CaseCentral is hoping that the third time is a charm. In the third major release of its On-Demand eDiscovery Review Platform, CaseCentral is marking its territory in the multi-case, multi-party review platform that includes a dashboard with process analytics.

On-Demand’s dashboard looks to monitor all cases and measure all reviewers across any number of law firms and parties with an eye to reduce the time, costs, and risks of e-discovery. In addition to the dashboard, CaseCentral is also rolling out a new pricing model.

E-discovery vendors have traditionally marketed their services on a volume, per Gigabyte, pricing approach. CaseCentral offers a predictable software pricing model based on licenses "that practically eliminates Gigabyte, volume-based, costs." I guess the watch words there are "practically eliminates."

Fios has taken the interim between Legal Tech New York and now to rebuild its search architecture and integrate Content Analyst’s concept search engine into its hosted review platform: Prevail. In addition, it has added iCONECT’s review and case management software to its data management center for a more complete hosted review platform.

The new search architecture in Prevail aims to make it easier to search large volumes of ESI. That’s right, ESI only comes in large, larger, and largest nowadays.
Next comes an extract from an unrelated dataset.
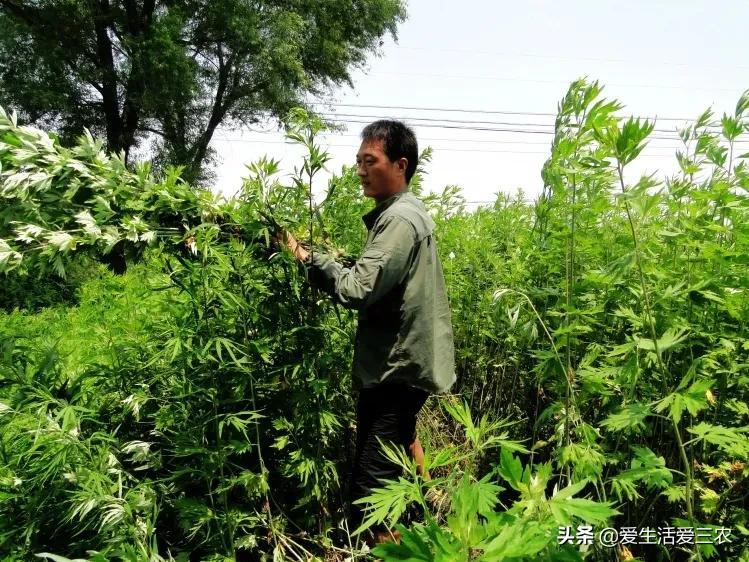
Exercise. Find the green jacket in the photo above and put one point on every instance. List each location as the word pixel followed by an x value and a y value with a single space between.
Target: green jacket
pixel 404 332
In practice, Prevail should be able to conduct keyword searches with improved performance time of more than 200 percent when searching multi-million page data sets in multi-party matters. When asked about the previous search performance under those conditions, Fios informed me it was just short of blazing. Go figure. But we are happy someone is getting some improved performance out of something. Perhaps Fios should start running the economy.

Search is not just about a fast performance. But I didn’t need to tell Fios that. They have added Content Analyst Analytical Technology to Prevail with an aim to help clients identify, analyze, and tag documents that are potentially relevant to a discovery request. With CAAT, Fios you should be able to search document sets by concept, not just identified search terms. Note that Fios Consulting is also using CAAT in its Early Evidence Assessment service.

Fios is adding iCONECTnXT, a hosted litigation support and collaboration platform, to its Data Management Center. With this integration, Fios hopes to open up options for clients to annotate, redact and adjust images using iCONECT’s image viewer, search and review foreign language documents, including Chinese, Japanese, Korean, Arabic, Punjabi, and Russian; and manage ESI after a first-pass review by leveraging iCONECTnXT’s case management capabilities, including deposition and expert witness preparation.

GOVERNANCE AND COMPLIANCE

As we march to the next Legal Tech New York, we’re going to be hearing a lot about governance and compliance. This segues from "proactive" litigation tools and brings the conversation on litigation preparedness to new heights: the boardroom. With that in mind there are two groups aimed at framing the issues and developing best practices outside of Sedona.

A Legalgrc group was established at ILTA to help identify and mitigate the risk exposure of in-house counsel across a wide area of compliance concerns from anti-trust to e-discovery to securities. The acronym stands for “legal governance, risk, and compliance” and, rather than take a reactive stance to compliance, it aims to take a proactive approach by anticipating risk exposure and establishing good governance. Today, this group is formulating the issues and publishing white papers. It is one to watch, along with the Compliance, Governance and Oversight Council

The CGOC is a community of experts in retention, preservation and privacy. It aims to create a forum where legal and compliance executives can meet, interact, and inform one another to make good business decisions. CGOC offers corporate litigation, discovery, and records management practitioners with continuing education, surveys, workshops, white papers, and an annual summit and retreat.